= Augustus Ulyard =

American politician (1816–1900)

Augustus or August Ulyard (1816–1900) was the first American-born professional baker in Los Angeles, California, after the 1850 U.S. statehood of California. In 1856–57, he was a member of the Common Council, which oversaw the governance of the young pueblo.

==Personal==
Ulyard, whose parents were French, was born on February 22, 1816, in Philadelphia, Pennsylvania, where he learned to be a baker.

He enlisted as a Texas Volunteer in the Mexican War, after which he went to St. Louis, Missouri, where he married Mary Field of England. The couple had no children of their own but, after they arrived in Los Angeles, "at different periods" they "adopted homeless children until there were seven in all."

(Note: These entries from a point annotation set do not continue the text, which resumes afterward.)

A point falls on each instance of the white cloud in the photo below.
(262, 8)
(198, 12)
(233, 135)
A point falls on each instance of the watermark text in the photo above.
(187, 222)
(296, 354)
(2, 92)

The couple arrived in Los Angeles on December 31, 1852, after crossing the country with a wagon train of pioneers that left from Council Bluffs and pursued the Southern Emigrant Trail through the Cajon Pass and San Bernardino.

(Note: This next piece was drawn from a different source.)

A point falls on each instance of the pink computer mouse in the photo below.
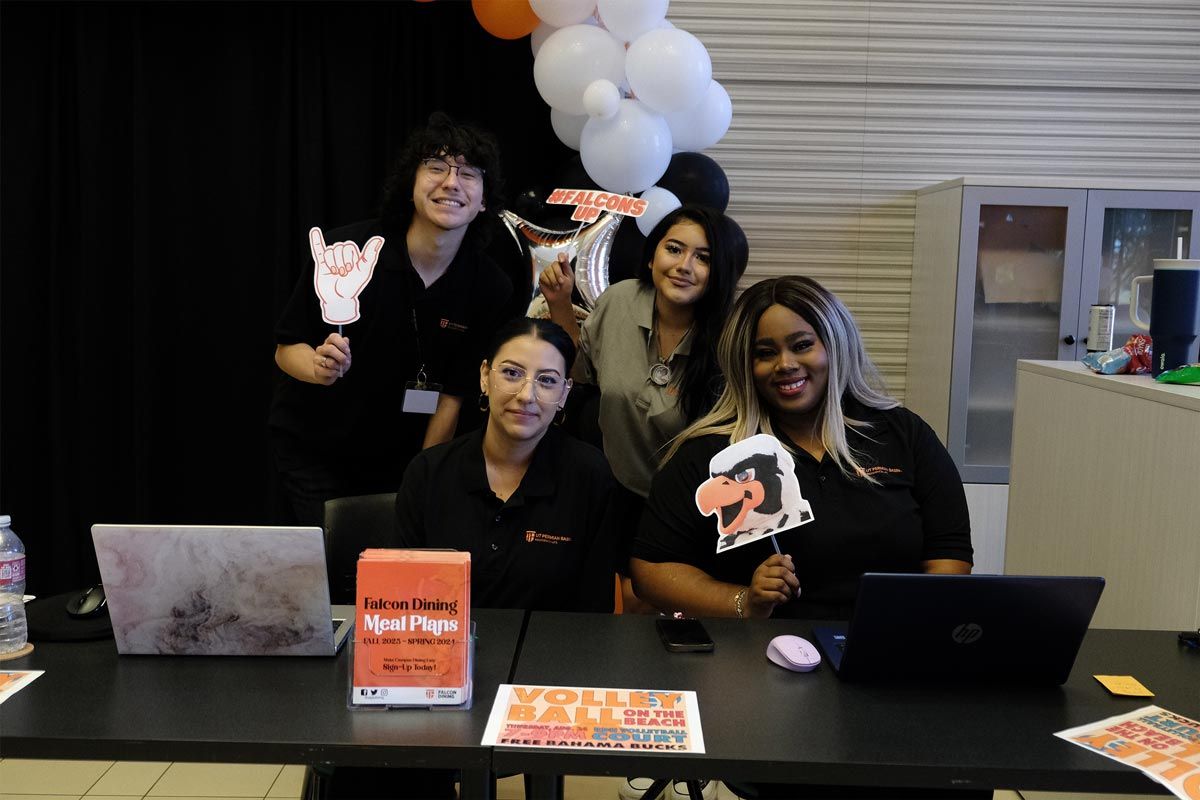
(793, 653)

According to Ulyard's obituary in the Los Angeles Times, "At that time there were but five American women in Los Angeles aside from Mrs. Ulyard. The town consisted of a small group of adobe buildings in the neighborhood of the Plaza."

Ulyard died on August 5, 1900.

==Professional life==

===Bakery===

Ulyard rented an adobe and set up a bakery business, using yeast that his wife brought across the Great Plains to their new home. Ulyard "soon sought a new location on the outskirts of the pueblo, at First and Main Streets," later occupied by the Natick House. Later he moved to the southwest corner of Fifth and Main, the site of the Alexandria Hotel.

Ulyard was the first American-born baker in Los Angeles, naming his shop the American Bakery. He competed with Joseph LeLong, who was running his Jenny Lind Bakery and baking French bread. Ulyard made "German and American bread and cake, which soon found favor with many; later he added freshly-baked crackers," which he advertised as "baked in Los Angeles, and superior to those half spoiled by the sea voyage" from San Francisco.

The bakery was taken over by Louis Mesmer and then by James Rowan and his son, Thomas E. Rowan. The building was damaged by fire in December 1869, a circumstance that led to the establishment of Los Angeles's first organized fire company.

===Stagecoach===

In the 1870s, Ulyard began a stage business. This business had a conveyance drawn by four horses from Los Angeles at 7:30 each morning and returning from Santa Monica at 3:30 in the afternoon, "calling at all four Los Angeles hotels as well as the private residences of prospective patrongs." The fare was one dollar.

===Public service===

In 1856, Ulyard helped organize the Republican League in California and worked on behalf of the John C. Fremont campaign for president in 1856. He was elected to the Los Angeles Common Council on May 5, 1856. Ulyard was reelected once, serving until June 22, 1857, when he resigned.

===Anecdote===

In 1889, the Ulyards went to police court in Los Angeles and swore out a complaint against a book agent who, they said, "had seized her [Mrs. Ulyard] by the arm and handled her in an exceedingly rough manner" when she, following her husband's precedent of several days previous, refused to purchase a copy of a "history of Southern California" in which appeared a biography of Mr. Ulyard. "The officers are looking for the fellow," the Times reported.